Why One Reading Is Not Enough

Glucose is one of the more variable blood markers you can test. The within-person coefficient of variation is about 4.8 to 5.7%, which means that if your true fasting glucose is 126 mg/dL (the diabetes cutoff), a single blood draw could plausibly read anywhere from 110 to 142 mg/dL just due to normal biological and analytical fluctuation. This is why the ADA requires a confirmatory test before diagnosing diabetes based on a fasting glucose alone.

For someone focused on prevention, the trajectory of your glucose over months and years matters far more than any single snapshot. A fasting glucose that was 85 two years ago and is now 98 is telling you something, even though both readings are "normal." That upward drift signals that your metabolic reserve is shrinking.
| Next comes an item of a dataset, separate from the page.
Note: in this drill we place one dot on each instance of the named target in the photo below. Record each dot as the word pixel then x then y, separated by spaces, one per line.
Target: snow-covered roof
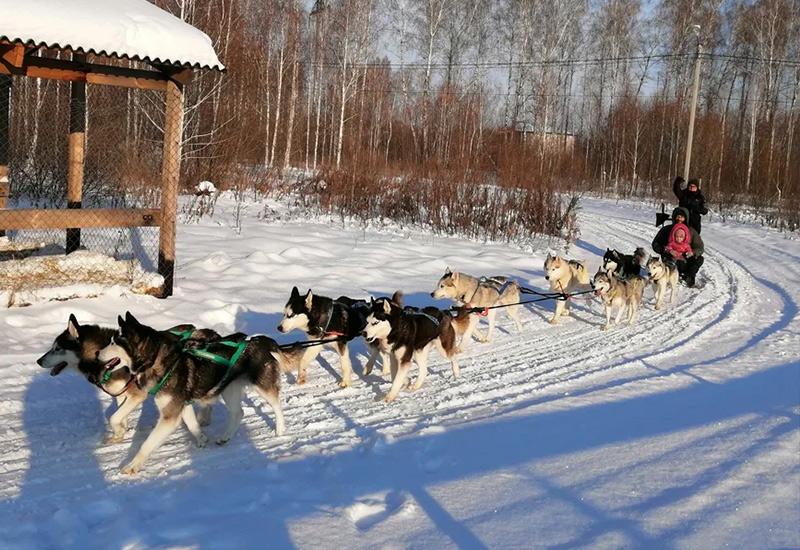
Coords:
pixel 130 29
Get a baseline reading, retest in 3 to 6 months if you are making dietary or exercise changes, and track at least annually thereafter. If your level is in the prediabetic range, test every 6 months to gauge whether your interventions are actually working.

Long-term glucose variability itself carries risk. People with type 2 diabetes whose fasting glucose swings widely from visit to visit have 50 to 300% higher rates of dangerous blood sugar crashes (hypoglycemia) and increased cardiovascular events, independent of their average level. Stability matters, not just the number.
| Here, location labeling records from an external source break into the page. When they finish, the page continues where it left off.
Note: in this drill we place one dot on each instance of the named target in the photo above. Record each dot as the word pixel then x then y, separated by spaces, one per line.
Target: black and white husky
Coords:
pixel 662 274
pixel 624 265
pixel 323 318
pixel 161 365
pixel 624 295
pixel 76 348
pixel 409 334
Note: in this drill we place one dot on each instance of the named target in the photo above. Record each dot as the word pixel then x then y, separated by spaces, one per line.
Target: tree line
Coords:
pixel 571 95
When Results Can Be Misleading

A single glucose reading can be thrown off by several common situations, leading you to overreact or, worse, to be falsely reassured.

• Time of day: Fasting glucose drops throughout the day. A blood draw at 3 PM may read 7 to 8 mg/dL lower than the same person's 8 AM draw. Morning readings also reflect the "dawn phenomenon," a natural cortisol-driven glucose rise that can push morning levels 13 to 24% higher than evening lows.
• Acute illness or stress: Any significant physical stressor, from a bad cold to a car accident to major surgery, triggers a hormone cascade that can spike glucose for 24 to 48 hours or longer. About 30 to 40% of people admitted for acute stroke have elevated glucose that resolves once the crisis passes. If you are testing after a recent illness, wait at least a week.
• Intense exercise: A hard sprint session or heavy lifting can transiently raise glucose through adrenaline and stored-sugar release, while moderate aerobic exercise typically lowers it for up to 48 hours afterward. Time your blood draw to reflect your baseline, not the aftermath of yesterday's workout.
• Inadequate fasting: You need at least 8 hours of fasting for the reading to be interpretable. Even a small snack or calorie-containing beverage will invalidate the result.